Entre la candidate frontiste et l’ancien banquier, certains électeurs de la France Insoumise préfèrent opter pour la troisième voie : l’abstention. C’est le cas de Karim, 39 ans, chercheur à l’Université Pompeu Fabra. Depuis les résultats du premier tour, il est un peu déboussolé. Il est contre Marine Le Pen et « sa préférence nationale » mais ce n’est pas pour autant qu’il soutient le leader d’En Marche : « Je suis contre Macron et toute sa clique CAC40-médias. Ces gens-là promettent le statu quo libéral pour les plus démunis pendant qu’ils se la coulent douce ».

Comme Luc, il pense qu’avec E. Macron les Français vont revivre le même quinquennat que François Hollande alors que certains « ont gravement besoin de changement ».  Au début, il pensait voter pour s’opposer au Front National mais face au chantage des pro-Macron, il va finalement s’abstenir. « On ne cesse d’entendre « si vous ne votez pas Macron, vous favorisez Marine Le Pen » mais on devrait plutôt nous proposer des choses concrètes et un programme qui donne de l’espoir ».

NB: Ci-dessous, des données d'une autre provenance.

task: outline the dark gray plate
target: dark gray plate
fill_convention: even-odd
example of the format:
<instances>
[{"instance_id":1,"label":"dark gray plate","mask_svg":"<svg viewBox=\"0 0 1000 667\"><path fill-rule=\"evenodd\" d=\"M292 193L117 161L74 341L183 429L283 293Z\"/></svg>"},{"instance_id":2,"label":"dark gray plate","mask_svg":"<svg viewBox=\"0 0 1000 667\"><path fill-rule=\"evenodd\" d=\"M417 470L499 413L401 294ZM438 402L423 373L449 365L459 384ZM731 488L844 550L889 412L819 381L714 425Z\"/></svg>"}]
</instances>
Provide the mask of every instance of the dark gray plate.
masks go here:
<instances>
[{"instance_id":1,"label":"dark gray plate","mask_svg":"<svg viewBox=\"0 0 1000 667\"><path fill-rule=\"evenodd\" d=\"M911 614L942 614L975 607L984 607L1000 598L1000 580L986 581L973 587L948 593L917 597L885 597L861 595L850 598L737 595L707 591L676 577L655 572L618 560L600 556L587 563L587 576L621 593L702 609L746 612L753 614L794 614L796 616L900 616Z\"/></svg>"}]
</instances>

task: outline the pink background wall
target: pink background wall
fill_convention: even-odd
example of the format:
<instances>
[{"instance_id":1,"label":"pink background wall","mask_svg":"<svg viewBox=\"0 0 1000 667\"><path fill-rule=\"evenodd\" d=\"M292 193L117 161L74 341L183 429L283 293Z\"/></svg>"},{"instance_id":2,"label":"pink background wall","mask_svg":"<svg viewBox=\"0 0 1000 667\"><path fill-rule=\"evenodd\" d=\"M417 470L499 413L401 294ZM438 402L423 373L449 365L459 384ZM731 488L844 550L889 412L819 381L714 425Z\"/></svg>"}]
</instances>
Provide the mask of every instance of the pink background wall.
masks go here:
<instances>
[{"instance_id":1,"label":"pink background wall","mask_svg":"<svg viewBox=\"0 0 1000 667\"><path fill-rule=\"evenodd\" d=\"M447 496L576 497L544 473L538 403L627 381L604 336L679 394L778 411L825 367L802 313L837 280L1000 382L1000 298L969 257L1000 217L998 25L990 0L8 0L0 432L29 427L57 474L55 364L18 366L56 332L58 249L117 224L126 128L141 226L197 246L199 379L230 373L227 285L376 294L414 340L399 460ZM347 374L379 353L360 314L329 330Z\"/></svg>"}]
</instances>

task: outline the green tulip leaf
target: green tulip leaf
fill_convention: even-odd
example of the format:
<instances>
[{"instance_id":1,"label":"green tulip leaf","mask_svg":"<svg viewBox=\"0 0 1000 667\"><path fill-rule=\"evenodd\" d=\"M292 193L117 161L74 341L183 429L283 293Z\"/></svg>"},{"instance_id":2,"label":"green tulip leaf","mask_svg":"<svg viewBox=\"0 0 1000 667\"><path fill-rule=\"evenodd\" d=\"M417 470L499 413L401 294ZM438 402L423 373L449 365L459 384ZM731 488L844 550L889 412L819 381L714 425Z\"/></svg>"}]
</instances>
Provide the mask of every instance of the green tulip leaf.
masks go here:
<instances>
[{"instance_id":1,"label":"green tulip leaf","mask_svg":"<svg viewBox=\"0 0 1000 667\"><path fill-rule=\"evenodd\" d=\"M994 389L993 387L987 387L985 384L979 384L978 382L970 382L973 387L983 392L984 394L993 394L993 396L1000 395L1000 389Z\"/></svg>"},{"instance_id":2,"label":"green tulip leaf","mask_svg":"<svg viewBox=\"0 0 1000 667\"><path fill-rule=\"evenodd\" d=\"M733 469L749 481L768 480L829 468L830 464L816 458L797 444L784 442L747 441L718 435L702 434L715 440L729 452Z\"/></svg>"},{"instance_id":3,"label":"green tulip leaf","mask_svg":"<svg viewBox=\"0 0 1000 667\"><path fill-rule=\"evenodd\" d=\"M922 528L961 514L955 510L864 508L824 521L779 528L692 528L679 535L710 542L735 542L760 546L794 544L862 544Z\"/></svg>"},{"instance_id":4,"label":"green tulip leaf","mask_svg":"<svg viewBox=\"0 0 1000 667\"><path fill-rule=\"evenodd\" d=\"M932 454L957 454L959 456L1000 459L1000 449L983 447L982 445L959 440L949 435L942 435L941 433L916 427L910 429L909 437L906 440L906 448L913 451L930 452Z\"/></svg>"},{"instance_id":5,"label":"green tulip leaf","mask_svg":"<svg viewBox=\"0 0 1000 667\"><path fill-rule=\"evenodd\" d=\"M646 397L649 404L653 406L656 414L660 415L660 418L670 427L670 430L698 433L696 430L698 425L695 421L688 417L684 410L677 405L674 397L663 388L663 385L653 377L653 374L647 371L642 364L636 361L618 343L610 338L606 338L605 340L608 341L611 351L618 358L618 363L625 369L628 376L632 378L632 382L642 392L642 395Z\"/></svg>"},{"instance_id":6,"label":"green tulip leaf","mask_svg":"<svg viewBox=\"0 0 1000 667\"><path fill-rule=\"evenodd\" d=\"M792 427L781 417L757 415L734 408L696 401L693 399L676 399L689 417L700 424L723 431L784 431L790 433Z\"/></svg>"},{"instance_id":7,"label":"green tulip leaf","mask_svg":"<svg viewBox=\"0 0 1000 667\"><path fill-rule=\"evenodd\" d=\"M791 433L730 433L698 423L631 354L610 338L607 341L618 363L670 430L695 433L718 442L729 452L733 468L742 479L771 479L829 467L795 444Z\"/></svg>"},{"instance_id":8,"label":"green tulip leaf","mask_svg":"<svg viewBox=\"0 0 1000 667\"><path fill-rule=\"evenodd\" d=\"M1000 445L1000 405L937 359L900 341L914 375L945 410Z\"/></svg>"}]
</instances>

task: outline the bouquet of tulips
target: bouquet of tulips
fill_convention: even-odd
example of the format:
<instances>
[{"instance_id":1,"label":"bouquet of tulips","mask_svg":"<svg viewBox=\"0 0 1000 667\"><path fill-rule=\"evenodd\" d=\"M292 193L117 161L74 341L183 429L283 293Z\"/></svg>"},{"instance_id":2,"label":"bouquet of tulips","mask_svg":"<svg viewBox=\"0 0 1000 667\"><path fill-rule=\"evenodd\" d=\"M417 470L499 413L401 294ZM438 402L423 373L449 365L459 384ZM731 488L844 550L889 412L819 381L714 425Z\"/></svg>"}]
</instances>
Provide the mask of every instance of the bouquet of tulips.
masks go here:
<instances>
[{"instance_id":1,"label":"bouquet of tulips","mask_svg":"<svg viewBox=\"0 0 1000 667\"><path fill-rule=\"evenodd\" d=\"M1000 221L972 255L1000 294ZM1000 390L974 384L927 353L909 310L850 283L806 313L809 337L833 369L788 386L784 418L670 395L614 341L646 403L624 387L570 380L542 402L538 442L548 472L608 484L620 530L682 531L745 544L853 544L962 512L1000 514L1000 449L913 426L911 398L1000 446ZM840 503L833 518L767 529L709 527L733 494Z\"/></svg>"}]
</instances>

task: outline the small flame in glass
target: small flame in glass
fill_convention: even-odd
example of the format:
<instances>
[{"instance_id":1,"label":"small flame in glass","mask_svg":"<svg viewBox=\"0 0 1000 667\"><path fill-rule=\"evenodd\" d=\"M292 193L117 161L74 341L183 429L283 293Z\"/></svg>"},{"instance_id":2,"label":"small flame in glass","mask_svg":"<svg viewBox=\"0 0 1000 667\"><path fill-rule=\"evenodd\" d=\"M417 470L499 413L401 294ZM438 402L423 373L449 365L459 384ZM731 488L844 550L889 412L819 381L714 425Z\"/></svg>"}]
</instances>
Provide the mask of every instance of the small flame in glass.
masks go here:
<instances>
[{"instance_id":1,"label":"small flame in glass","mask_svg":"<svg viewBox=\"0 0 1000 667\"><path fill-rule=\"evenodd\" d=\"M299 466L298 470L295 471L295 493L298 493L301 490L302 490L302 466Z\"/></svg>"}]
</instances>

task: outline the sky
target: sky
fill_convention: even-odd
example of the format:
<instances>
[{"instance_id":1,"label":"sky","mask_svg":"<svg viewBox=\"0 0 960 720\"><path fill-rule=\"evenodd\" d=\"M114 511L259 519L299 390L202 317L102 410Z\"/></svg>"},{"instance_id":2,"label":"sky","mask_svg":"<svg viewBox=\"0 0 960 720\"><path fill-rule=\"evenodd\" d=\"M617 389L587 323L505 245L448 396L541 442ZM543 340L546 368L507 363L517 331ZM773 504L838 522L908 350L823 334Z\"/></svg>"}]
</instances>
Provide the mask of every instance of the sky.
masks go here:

Dans les 9 bureaux de Barcelone, Marine Le Pen n’a recueilli que 4,6 % des voix au premier tour. Il est donc assez peu probable que le transfert des voix se fasse sur sa candidature au second tour. Mais si beaucoup s’abstiennent, la candidate FN peut-elle l’emporter ?

C’est ce que suggère en tous cas l’étude de Serge Galam, chercheur au CNRS et membre du Cevipof (centre de recherches politiques de Sciences Po), qui avait prédit le Brexit et la victoire de Donald Trump. Le physicien affirme que la candidate frontiste peut gagner, même avec des intentions de vote inférieures à celles d’Emmanuel Macron, s’il y a un fort écart entre les taux de participation pour l’un et pour l’autre. Il affirme :« par exemple avec une participation globale de 79% au second tour et 44% d’intentions de vote pour Marine Le Pen. Si 90% des personnes qui indiquent vouloir voter pour elle le font réellement, et que 70% de ceux annonçant qu’ils voteraient pour son concurrent le font réellement, elle obtient une majorité de 50,25%. Autrement dit, il existe un seuil de participation critique pour son challenger. Si celui-ci ne l’atteint pas, Marine Le Pen peut gagner ».

Selon le dernier sondage Kantar Sofres-OnePoint pour LCI et Le Figaro, Emmanuel Macron est aujourd’hui crédité de 59% des intentions de vote contre 41% pour Marine Le Pen.